El ahora llamado Estadio Banorte vivió una noche cargada de recuerdos con el partido entre las Leyendas de México y las Leyendas de Brasil, duelo que terminó 3-2 a favor del conjunto mexicano bajo la dirección técnica de Miguel Herrera.
En la cancha se dieron cita figuras reconocidas a nivel mundial como Kaká, Ronaldinho, Adriano, Rafael Márquez, Luis Hernández y Oribe Peralta. Sin embargo, quien más llamó la atención fue Cuauhtémoc Blanco, que volvió a mostrar su talento y se convirtió en uno de los protagonistas del encuentro.
El exjugador americanista y actual diputado federal participó activamente al frente, generando jugadas de peligro y despertando la ovación de los asistentes. Uno de los momentos más celebrados ocurrió cuando se fundió en un abrazo con Ronaldinho, justo cuando el brasileño salía del campo.
Tras el compromiso, Blanco expresó su alegría por regresar al inmueble que considera parte importante de su historia.

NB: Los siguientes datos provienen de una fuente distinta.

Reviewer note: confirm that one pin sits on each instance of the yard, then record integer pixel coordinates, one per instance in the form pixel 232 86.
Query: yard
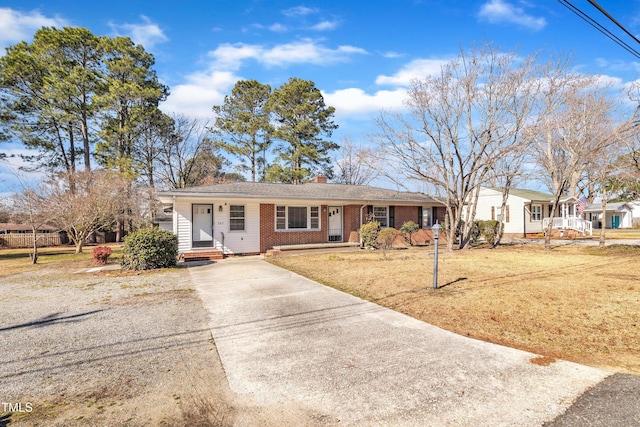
pixel 573 302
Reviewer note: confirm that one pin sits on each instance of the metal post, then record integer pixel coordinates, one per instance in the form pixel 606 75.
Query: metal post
pixel 436 234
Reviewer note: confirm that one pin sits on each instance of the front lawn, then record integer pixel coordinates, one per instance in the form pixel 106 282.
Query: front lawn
pixel 574 303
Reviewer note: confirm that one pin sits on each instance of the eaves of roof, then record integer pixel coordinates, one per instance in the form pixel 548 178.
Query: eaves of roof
pixel 307 191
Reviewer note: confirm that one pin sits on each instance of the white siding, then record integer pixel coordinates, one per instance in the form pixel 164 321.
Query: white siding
pixel 519 217
pixel 247 241
pixel 235 242
pixel 182 224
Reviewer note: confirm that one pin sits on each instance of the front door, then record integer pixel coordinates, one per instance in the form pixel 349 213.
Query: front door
pixel 335 223
pixel 202 233
pixel 615 221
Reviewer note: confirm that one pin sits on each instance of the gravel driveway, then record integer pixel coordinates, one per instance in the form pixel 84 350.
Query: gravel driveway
pixel 99 349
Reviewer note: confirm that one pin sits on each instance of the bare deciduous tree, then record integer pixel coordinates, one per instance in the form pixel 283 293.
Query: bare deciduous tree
pixel 97 201
pixel 31 203
pixel 353 164
pixel 185 154
pixel 458 125
pixel 573 131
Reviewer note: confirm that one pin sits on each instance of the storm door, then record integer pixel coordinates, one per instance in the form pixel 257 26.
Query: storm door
pixel 335 223
pixel 202 233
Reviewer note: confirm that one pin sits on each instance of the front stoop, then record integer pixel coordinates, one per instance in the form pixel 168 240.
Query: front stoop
pixel 206 255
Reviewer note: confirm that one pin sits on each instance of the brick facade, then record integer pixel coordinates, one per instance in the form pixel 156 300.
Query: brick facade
pixel 269 237
pixel 351 220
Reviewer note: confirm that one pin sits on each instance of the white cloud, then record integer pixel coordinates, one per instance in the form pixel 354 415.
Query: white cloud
pixel 232 56
pixel 391 54
pixel 18 26
pixel 416 69
pixel 300 11
pixel 146 33
pixel 200 93
pixel 278 28
pixel 498 11
pixel 357 101
pixel 325 26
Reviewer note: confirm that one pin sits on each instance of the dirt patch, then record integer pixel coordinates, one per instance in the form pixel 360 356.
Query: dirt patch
pixel 568 303
pixel 115 349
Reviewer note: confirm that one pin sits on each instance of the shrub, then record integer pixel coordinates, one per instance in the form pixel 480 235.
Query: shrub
pixel 150 248
pixel 101 254
pixel 488 229
pixel 407 229
pixel 369 234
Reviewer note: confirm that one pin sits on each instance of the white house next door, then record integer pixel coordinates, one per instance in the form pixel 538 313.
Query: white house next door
pixel 335 223
pixel 202 233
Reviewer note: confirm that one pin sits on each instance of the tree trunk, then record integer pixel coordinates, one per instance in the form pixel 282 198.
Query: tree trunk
pixel 34 255
pixel 603 225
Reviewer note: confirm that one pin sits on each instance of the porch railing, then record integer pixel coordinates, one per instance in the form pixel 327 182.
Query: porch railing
pixel 571 223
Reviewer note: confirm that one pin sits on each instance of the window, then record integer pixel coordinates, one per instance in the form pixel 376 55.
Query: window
pixel 380 215
pixel 426 217
pixel 536 213
pixel 315 217
pixel 236 218
pixel 297 217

Además, habló sobre las remodelaciones que se realizan rumbo a la próxima Copa del Mundo.
Aunque reconoció que el estadio luce renovado y en buenas condiciones, también lanzó una observación directa sobre las butacas.
“Se ve bien el estadio, nada más que los asientos están bien incómodos”, señaló entre risas ante los medios de comunicación.
Antes de concluir la jornada, Cuauhtémoc recibió un homenaje por su participación en la Copa Confederaciones de 1999, torneo en el que México se coronó como campeón jugando en casa.